To compare the ODT scores obtained with the “gold standard” SSP with seven reversals (SSP_7), the short SSP with five reversals (SSP_5), the BAP, and between testing days, the data were submitted to repeated-measures analysis of variance (rm-ANOVA) using the general linear model with the within-subject factors “Method” (SSP_7/SSP_5/BAP) and “Test day” (T1/T2) and the between-subject factor “Sex” (male/female). Subsequently, we ran a Bayesian repeated measures analysis of variance (Bayesian rm-ANOVA) using the same model to ascertain that there are no significant differences between the ODT scores obtained with the different methods. While conventional statistical testing is based on the frequentist paradigm, the Bayesian approach is based on the subjective probability paradigm (van de Schoot et al. 2014). Compared to conventional statistical testing, the Bayesian approach is advantageous in that the likelihood of an outcome is considered under the null and the alternative hypothesis. This means that by using the Bayesian approach, we can actually estimate the probability of the null hypothesis (no differences between groups in our case), while in the conventional approach, we can only estimate the likelihood of our observations or more extreme values when the null hypothesis of no differences is true.
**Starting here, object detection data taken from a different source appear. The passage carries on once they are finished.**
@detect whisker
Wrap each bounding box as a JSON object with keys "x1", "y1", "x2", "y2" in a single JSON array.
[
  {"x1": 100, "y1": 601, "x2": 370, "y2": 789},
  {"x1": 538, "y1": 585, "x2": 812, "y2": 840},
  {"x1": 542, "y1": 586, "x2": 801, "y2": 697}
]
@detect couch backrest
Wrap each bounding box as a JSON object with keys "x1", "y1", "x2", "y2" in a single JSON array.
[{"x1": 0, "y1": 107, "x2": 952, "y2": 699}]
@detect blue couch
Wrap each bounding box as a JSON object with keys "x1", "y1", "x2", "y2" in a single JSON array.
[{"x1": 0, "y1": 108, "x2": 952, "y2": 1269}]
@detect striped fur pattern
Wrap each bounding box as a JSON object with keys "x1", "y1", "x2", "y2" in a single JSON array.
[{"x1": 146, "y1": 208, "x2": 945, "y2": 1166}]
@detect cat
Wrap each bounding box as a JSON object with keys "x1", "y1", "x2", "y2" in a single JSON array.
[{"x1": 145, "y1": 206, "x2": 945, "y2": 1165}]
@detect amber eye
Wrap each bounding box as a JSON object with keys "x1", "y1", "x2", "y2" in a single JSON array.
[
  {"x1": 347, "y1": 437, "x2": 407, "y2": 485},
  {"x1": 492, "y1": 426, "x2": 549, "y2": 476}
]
To examine the test-retest reliability, meaning the relationship between all ODT scores obtained with different methods and on different testing days, we used intraclass correlation (ICC). ICC estimates were calculated using SPSS statistical package version 23 (SPSS Inc., Chicago, IL) based on an absolute-agreement, two-way mixed-effects model. Additionally, we report Pearson’s correlation coefficients to make our results comparable to other test-retest correlation studies in olfactory testing. To describe advantages regarding relevant time-saving of the short over the standard procedure, we used rm-ANOVA based on p values with the within-subject factors “Method’ (SSP_7/SSP_5/BAP) and “Test day” (T1/T2) and the between-subject factor “Sex” (male/female).
To compare the differences of the interindividual variation regarding the duration of the three methods in order to find out whether the stability of the implementation time differs according to the assessed method, we first computed the three different Coefficients of Variation (CV), then adjusted the CVs for the mean of each method, and finally performed a one-way ANOVA with the dependent variable “adjusted CV.”